Single Quality Framework
In a few months’ time the accreditation systems and quality standards for aged care provided in nursing homes and at home will be replaced with the Single Quality Framework.
The eight draft standards that make up the Single Quality Framework have now been published. They are:
1. Consumer dignity and choice;
2. Ongoing assessment and planning with consumers;
3. Personal care and clinical care;
4. Services and supports for daily living;
5. Organisation’s service environment;
6. Feedback and complaints;
7. Human resources; and
8. Organisational governance.
The problem with the Single Quality Framework is that its wording never gets down to the nitty-gritty of what care is supposed to do.
For example, the key Standard 3. – personal care and clinical care – requires the care provider to demonstrate that “Clinical care is best practice”. However, it doesn’t define “best practice” or refer to specific medical standards.
Any personal care and clinical care standard should be based on a professional medical assessment of care recipients.
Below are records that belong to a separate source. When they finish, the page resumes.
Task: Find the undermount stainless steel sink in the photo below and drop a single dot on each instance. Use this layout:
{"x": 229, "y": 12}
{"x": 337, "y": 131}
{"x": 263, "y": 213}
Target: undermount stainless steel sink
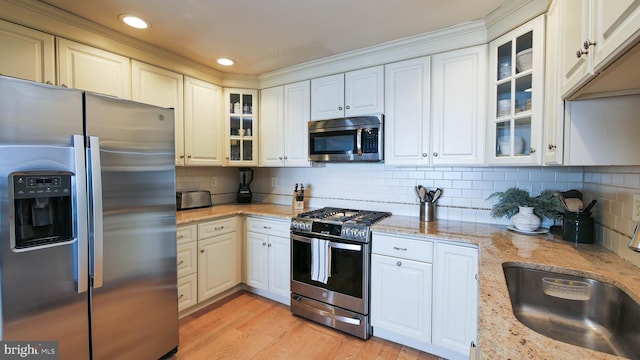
{"x": 575, "y": 310}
Are they as healthy as they can be given their medical history?
The key word in Standard 3. is “demonstrate”. The care provider is required to demonstrate personal care and clinical care are adequate. Typically, a care provider will demonstrate this by keeping a record of the things they have done.
Adequacy of personal care and clinical care will be determined by inspectors from the Aged Care Quality Agency, who are not required to have medical qualifications.
They check the records, not the people.
This approach to determining the adequacy of a care provider’s performance differs not a lot from the current approach.
That’s why, for example, 50 per cent of nursing home residents across Australia can be malnourished. At the same time, more than 90 per cent of Australian nursing homes can pass accreditation audits, including the nutrition standard, with flying colours.
Despite all the fanfare surrounding the Single Quality Framework, don’t expect the quality of aged care to improve. Instead, hope that the new system will not be used by care providers to cut even more corners.